Clarity and reality
First, we grieved. And we must never stop remembering the victims of Monday night’s terrorist murders. But now that the initial shock has dissipated, there is a palpable sense of dread. Because we know that this will not be the last Islamist attack — and we worry who will be next. We worry, in other words, that we will be next. Every time there is an attack, it is greeted with the same platitudes about the terrorists’ motives. But there is no mystery to any of this: in their words and actions they tell us that they hate our Western freedoms and lives — and that they hate Jews. This is not a clash of civilisations: it is a battle between civilisation and barbarity. There is no ambiguity about Islamism and its origins. Yet very few of our leaders are prepared to acknowledge reality and speak with clarity about the ideology and roots of Islamism.
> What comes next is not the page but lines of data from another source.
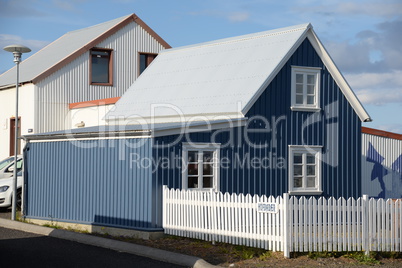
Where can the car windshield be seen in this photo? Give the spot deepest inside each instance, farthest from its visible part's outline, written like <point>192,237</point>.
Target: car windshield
<point>6,161</point>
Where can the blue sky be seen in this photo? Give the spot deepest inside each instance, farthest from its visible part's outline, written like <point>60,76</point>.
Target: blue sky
<point>363,37</point>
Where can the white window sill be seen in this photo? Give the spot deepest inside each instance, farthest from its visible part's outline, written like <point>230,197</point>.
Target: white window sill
<point>201,190</point>
<point>305,192</point>
<point>305,109</point>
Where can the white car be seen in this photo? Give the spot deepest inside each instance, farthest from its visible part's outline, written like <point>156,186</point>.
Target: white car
<point>7,188</point>
<point>7,166</point>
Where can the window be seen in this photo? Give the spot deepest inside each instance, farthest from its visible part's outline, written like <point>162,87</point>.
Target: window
<point>145,60</point>
<point>101,70</point>
<point>201,166</point>
<point>305,88</point>
<point>305,169</point>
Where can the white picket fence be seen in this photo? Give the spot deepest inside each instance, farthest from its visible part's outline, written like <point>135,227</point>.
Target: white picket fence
<point>294,224</point>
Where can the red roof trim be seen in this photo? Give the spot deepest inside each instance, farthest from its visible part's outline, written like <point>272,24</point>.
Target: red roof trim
<point>92,103</point>
<point>97,40</point>
<point>381,133</point>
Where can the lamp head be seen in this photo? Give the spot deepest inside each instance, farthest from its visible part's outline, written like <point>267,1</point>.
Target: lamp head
<point>17,51</point>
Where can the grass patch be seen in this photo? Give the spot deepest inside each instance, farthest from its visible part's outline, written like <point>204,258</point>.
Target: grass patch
<point>52,225</point>
<point>362,258</point>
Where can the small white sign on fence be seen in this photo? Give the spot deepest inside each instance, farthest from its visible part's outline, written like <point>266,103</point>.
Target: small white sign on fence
<point>267,208</point>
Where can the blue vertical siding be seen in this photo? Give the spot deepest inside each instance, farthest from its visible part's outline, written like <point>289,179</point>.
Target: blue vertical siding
<point>92,182</point>
<point>336,127</point>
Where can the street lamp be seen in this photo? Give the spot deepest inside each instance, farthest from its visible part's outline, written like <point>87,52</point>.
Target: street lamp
<point>17,51</point>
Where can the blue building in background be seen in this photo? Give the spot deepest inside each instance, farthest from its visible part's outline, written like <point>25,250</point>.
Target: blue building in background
<point>266,114</point>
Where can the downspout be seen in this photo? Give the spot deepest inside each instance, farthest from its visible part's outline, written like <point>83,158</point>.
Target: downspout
<point>24,175</point>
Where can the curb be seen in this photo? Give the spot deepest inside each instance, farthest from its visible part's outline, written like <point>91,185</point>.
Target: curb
<point>144,251</point>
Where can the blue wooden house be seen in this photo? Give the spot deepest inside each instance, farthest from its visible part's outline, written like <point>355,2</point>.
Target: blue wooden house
<point>267,113</point>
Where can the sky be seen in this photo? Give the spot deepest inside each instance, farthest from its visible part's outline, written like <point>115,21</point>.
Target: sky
<point>364,38</point>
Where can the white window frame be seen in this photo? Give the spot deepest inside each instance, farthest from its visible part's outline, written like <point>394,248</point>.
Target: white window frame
<point>201,147</point>
<point>313,149</point>
<point>306,71</point>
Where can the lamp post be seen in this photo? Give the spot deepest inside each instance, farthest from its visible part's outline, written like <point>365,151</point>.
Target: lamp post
<point>17,51</point>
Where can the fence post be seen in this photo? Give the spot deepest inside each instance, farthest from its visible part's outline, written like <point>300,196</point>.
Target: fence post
<point>164,205</point>
<point>286,223</point>
<point>365,224</point>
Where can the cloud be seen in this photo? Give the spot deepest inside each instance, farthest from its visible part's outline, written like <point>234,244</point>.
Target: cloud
<point>377,88</point>
<point>235,16</point>
<point>19,8</point>
<point>64,5</point>
<point>377,50</point>
<point>7,39</point>
<point>384,9</point>
<point>396,128</point>
<point>381,9</point>
<point>238,16</point>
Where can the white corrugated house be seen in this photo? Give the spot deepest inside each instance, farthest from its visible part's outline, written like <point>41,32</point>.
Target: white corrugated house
<point>262,114</point>
<point>77,78</point>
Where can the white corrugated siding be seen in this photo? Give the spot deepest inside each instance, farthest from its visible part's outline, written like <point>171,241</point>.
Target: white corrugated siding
<point>71,83</point>
<point>390,151</point>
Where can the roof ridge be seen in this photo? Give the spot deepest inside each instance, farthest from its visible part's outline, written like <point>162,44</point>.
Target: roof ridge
<point>245,37</point>
<point>99,24</point>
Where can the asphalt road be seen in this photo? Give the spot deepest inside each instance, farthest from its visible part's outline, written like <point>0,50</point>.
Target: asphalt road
<point>22,249</point>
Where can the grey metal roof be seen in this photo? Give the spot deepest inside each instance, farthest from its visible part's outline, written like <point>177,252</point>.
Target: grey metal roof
<point>124,130</point>
<point>57,51</point>
<point>223,77</point>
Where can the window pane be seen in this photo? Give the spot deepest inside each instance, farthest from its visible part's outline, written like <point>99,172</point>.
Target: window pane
<point>297,170</point>
<point>310,159</point>
<point>311,170</point>
<point>297,159</point>
<point>299,88</point>
<point>192,182</point>
<point>299,78</point>
<point>143,62</point>
<point>310,79</point>
<point>208,157</point>
<point>298,182</point>
<point>208,169</point>
<point>311,182</point>
<point>100,66</point>
<point>192,169</point>
<point>310,89</point>
<point>192,156</point>
<point>299,99</point>
<point>207,182</point>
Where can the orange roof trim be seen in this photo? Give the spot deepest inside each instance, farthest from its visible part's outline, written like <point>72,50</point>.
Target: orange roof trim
<point>381,133</point>
<point>92,103</point>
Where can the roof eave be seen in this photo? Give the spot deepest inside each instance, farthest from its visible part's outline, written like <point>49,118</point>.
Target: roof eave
<point>277,69</point>
<point>338,77</point>
<point>328,62</point>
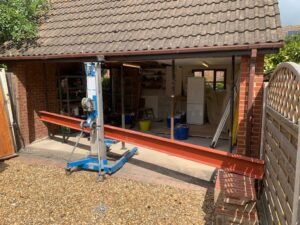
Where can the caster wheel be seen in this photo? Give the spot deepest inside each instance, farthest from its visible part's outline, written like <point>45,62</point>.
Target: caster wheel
<point>100,178</point>
<point>68,172</point>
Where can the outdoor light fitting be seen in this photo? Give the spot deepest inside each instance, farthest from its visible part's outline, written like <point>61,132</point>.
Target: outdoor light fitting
<point>131,65</point>
<point>205,64</point>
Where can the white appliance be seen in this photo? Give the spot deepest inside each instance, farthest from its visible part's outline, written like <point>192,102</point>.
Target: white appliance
<point>195,100</point>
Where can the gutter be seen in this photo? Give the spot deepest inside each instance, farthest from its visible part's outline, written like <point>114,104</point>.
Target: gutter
<point>177,51</point>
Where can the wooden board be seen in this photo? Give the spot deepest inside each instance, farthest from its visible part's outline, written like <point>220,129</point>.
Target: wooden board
<point>7,146</point>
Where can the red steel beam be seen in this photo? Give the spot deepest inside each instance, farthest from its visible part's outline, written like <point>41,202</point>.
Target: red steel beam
<point>246,166</point>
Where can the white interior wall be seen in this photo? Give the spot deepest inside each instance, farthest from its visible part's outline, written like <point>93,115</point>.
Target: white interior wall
<point>160,100</point>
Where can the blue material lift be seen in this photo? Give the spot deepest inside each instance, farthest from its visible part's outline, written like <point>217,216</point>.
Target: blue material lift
<point>93,106</point>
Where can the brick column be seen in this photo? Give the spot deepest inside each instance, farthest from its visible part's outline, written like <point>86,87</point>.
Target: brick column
<point>257,106</point>
<point>31,98</point>
<point>21,97</point>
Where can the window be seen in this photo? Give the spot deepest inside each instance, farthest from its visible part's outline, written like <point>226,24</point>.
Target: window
<point>216,79</point>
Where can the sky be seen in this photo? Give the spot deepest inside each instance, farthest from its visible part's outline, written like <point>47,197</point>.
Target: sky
<point>290,12</point>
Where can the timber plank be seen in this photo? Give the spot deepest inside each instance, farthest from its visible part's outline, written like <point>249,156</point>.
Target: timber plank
<point>7,145</point>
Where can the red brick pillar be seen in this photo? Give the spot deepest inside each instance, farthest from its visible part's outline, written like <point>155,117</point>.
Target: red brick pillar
<point>32,97</point>
<point>257,106</point>
<point>21,97</point>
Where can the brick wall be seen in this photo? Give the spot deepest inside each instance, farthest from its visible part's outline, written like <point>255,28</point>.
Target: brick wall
<point>257,106</point>
<point>31,83</point>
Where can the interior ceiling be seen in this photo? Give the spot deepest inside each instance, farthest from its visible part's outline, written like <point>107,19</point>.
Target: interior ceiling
<point>199,61</point>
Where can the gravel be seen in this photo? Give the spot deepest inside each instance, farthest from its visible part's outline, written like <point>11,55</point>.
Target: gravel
<point>35,194</point>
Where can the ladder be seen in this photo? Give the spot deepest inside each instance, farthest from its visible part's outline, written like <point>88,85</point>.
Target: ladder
<point>224,118</point>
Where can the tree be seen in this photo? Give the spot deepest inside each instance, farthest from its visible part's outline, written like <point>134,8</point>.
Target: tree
<point>19,20</point>
<point>289,53</point>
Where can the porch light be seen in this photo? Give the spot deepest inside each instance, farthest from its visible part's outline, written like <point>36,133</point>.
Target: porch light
<point>131,65</point>
<point>205,64</point>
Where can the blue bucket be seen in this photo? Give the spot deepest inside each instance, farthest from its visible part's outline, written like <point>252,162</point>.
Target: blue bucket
<point>177,120</point>
<point>129,119</point>
<point>181,133</point>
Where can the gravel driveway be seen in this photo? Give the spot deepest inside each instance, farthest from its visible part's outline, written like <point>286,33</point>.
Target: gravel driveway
<point>35,194</point>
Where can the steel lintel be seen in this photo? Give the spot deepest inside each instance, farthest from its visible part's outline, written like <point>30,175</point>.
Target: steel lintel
<point>242,165</point>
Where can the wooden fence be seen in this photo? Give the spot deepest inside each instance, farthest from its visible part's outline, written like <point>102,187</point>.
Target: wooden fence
<point>281,149</point>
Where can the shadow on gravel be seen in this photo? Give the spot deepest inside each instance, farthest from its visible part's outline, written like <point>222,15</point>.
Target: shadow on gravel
<point>3,166</point>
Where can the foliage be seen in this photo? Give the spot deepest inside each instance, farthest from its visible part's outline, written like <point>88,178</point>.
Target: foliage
<point>19,19</point>
<point>289,53</point>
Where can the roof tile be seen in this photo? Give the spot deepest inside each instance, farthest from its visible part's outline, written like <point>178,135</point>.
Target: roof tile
<point>87,26</point>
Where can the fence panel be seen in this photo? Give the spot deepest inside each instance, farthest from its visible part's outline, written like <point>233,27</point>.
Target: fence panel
<point>281,148</point>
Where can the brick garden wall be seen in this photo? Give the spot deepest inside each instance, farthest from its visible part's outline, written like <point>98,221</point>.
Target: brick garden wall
<point>257,106</point>
<point>36,90</point>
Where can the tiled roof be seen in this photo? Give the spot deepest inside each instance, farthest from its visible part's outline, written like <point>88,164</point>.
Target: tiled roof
<point>106,26</point>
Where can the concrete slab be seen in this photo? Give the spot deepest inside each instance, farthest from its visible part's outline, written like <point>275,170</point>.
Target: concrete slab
<point>147,166</point>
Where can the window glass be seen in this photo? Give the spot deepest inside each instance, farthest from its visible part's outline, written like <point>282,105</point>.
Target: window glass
<point>198,74</point>
<point>215,79</point>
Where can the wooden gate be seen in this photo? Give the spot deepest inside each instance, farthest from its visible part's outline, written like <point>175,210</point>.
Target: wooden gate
<point>281,145</point>
<point>6,141</point>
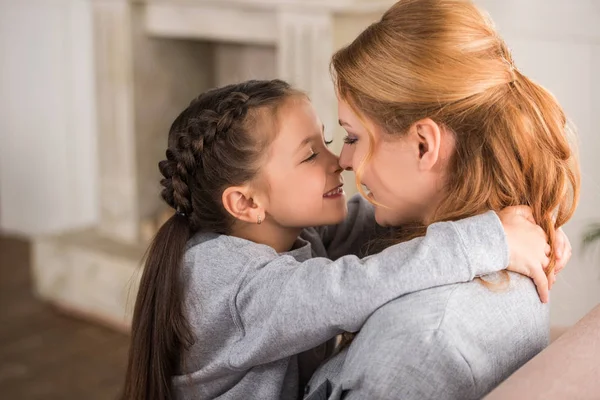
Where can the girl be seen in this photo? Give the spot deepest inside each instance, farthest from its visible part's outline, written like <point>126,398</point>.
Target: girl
<point>235,286</point>
<point>430,99</point>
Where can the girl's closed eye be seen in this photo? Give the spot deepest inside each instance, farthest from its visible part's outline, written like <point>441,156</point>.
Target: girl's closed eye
<point>310,158</point>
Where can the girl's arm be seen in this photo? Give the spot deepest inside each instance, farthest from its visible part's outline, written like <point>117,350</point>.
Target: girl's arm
<point>285,307</point>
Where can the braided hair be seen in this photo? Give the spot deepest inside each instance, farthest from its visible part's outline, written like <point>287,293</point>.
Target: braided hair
<point>213,144</point>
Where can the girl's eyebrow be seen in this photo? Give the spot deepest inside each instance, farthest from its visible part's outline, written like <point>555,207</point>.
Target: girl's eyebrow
<point>344,123</point>
<point>309,139</point>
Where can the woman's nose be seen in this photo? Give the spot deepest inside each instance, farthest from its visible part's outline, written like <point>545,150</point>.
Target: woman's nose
<point>346,159</point>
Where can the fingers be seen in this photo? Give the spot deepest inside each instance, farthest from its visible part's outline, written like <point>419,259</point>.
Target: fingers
<point>559,243</point>
<point>542,285</point>
<point>563,250</point>
<point>524,211</point>
<point>551,280</point>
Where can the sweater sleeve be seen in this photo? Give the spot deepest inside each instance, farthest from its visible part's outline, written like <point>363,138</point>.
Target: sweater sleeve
<point>415,366</point>
<point>352,236</point>
<point>285,307</point>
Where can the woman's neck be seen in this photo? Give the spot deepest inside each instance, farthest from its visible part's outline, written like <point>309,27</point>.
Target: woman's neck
<point>280,238</point>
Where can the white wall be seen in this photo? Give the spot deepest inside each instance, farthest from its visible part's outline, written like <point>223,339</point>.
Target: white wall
<point>47,126</point>
<point>557,43</point>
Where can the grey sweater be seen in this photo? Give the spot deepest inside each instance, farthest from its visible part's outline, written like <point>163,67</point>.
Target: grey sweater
<point>455,342</point>
<point>253,311</point>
Doing that, however, is a prerequisite for defeating it.
Facebook hate
It was bad enough when Facebook ducked responsibility for the poison and hate speech on its platform by claiming that it simply obeyed the law of whichever land it was being viewed in. Now we know from leaks to the Guardian that it does not even do that. Its internal memos reveal that it goes out of its way to avoid dealing with its legal obligations, let alone any wider responsiblity. There is an arrogance about Facebook and other social media which behave as if they are above such trivial concerns as the law and morality. They are not. They are profiting from hate — and specifically from the Jew hate that is behind Holocaust denial.